Pathway Mining 2006 Flow-Through Limited Partnership

Pathway Mining 2006 Flow-Through Limited Partnership

August 17, 2006 10:31 ET

Pathway Mining 2006 Flow-Through Limited Partnership: Third Closing Raises $5,996,900

TORONTO, ONTARIO--(CCNMatthews - Aug. 17, 2006) - Pathway Mining 2006 Flow-Through Limited Partnership (the "Partnership") reports that on July 28, 2006, the Partnership completed the third closing of its initial public offering (the "Offering") and raised total gross proceeds of $5,996,900 on the sale of 599,690 limited partnership units at $10.00 per unit pursuant to a final prospectus dated May 29, 2006, which is available on SEDAR at www.sedar.com. The Partnership received gross proceeds of $12,660,750 on the first closing of its Offering on June 1, 2006 and gross proceeds of $7,516,550 on the second closing of its Offering on June 29, 2006. Accordingly, the Partnership has raised $26,174,200 to date of the $30 million maximum offering.

Wellington West Capital Inc., Desjardins Securities Inc., HSBC Securities (Canada) Inc., Argosy Securities Inc., Burgeonvest Securities Limited, Integral Wealth Securities Limited and Leede Financial Markets Inc. acted as agents in the Offering, with Wellington West acting as the lead agent. Following completion of the Offering, Pathway Mining 2006 Inc., the General Partner of the Partnership, will invest available funds of the Partnership primarily in flow-through shares of resource companies engaged in mineral exploration in Canada and listed on the TSX or the TSX Venture Exchange. The General Partner will invest the available funds such that Limited Partners will be entitled to claim certain deductions from income and investment tax credits for income tax purposes for the 2006 taxation year.

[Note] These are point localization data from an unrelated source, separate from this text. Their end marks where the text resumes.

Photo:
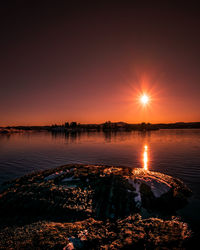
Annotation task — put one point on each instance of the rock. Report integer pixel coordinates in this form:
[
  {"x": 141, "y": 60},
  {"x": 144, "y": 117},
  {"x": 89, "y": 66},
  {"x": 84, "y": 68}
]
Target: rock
[{"x": 91, "y": 206}]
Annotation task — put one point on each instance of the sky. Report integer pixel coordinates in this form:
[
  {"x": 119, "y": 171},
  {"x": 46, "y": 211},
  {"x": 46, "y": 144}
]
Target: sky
[{"x": 90, "y": 61}]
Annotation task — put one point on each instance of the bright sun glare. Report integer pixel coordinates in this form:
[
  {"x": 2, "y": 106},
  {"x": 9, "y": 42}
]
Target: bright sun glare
[{"x": 144, "y": 99}]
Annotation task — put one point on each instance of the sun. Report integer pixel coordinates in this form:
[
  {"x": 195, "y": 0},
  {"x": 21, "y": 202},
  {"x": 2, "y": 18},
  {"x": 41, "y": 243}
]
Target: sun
[{"x": 144, "y": 99}]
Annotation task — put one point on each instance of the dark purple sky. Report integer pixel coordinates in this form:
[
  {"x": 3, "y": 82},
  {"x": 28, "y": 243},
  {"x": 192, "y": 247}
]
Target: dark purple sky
[{"x": 90, "y": 62}]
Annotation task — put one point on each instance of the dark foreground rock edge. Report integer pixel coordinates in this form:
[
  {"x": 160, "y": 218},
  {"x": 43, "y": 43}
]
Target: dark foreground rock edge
[{"x": 93, "y": 207}]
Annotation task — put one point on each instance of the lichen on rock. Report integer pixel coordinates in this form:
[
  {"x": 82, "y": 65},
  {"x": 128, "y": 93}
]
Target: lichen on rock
[{"x": 88, "y": 205}]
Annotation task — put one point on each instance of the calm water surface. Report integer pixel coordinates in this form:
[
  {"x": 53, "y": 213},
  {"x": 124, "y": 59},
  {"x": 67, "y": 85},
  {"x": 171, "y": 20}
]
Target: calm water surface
[{"x": 174, "y": 152}]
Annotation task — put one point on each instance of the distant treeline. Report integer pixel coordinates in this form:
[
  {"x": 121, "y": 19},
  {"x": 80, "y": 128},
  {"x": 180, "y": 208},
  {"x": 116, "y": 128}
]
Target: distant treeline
[{"x": 107, "y": 126}]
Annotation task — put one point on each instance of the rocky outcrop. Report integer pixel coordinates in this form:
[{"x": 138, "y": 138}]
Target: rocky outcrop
[{"x": 102, "y": 199}]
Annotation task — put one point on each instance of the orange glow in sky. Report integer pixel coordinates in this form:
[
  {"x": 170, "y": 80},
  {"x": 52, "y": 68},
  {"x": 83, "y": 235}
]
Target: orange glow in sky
[
  {"x": 144, "y": 99},
  {"x": 145, "y": 158}
]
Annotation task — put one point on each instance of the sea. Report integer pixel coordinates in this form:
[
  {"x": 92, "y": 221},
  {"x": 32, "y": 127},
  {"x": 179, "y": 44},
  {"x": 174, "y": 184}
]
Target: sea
[{"x": 175, "y": 152}]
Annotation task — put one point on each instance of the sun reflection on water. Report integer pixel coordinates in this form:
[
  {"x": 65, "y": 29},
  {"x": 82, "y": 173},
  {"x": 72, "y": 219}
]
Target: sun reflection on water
[{"x": 145, "y": 157}]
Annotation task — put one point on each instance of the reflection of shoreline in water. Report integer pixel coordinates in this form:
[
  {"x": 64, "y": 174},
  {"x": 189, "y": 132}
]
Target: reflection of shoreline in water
[
  {"x": 145, "y": 157},
  {"x": 109, "y": 136}
]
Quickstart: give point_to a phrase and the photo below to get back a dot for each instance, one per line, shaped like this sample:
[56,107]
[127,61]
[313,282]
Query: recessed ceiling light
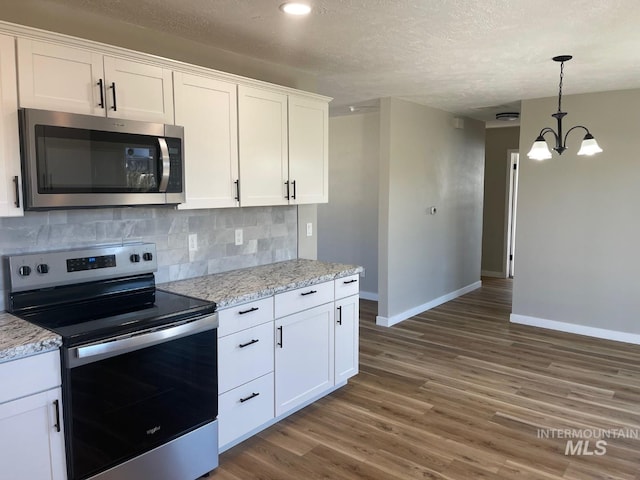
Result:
[295,8]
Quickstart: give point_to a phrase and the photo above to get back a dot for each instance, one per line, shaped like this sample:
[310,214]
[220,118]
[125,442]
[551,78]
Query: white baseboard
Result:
[369,296]
[574,328]
[489,273]
[390,321]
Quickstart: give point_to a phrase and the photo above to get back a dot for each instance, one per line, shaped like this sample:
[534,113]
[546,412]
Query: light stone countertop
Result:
[19,338]
[248,284]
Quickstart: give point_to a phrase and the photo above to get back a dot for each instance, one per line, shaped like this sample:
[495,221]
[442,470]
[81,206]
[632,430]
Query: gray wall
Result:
[270,235]
[578,228]
[348,224]
[496,161]
[425,162]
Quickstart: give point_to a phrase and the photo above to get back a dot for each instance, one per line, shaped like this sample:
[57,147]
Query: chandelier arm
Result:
[546,130]
[573,128]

The General Partner also plans to invest the available funds with a view to achieving capital appreciation of the Partnership's investments.

Pathway Group's previous offering - Pathway Mining 2005 Flow-Through Limited Partnership - which closed in late 2005, was dissolved on May 8, 2006, 20 months ahead of schedule, and rolled over into an RRSP-eligible mutual fund corporation (MineralFields/EnergyFields Multi Series Fund Inc.) to provide investors with early liquidity on a tax-deferred basis. At early dissolution, each $10 unit was worth $19.90, representing a pre-tax return of 99 %, and an after-tax return of 325.98 % before factoring in capital gains tax, and 227.13 % when capital gains tax is factored in.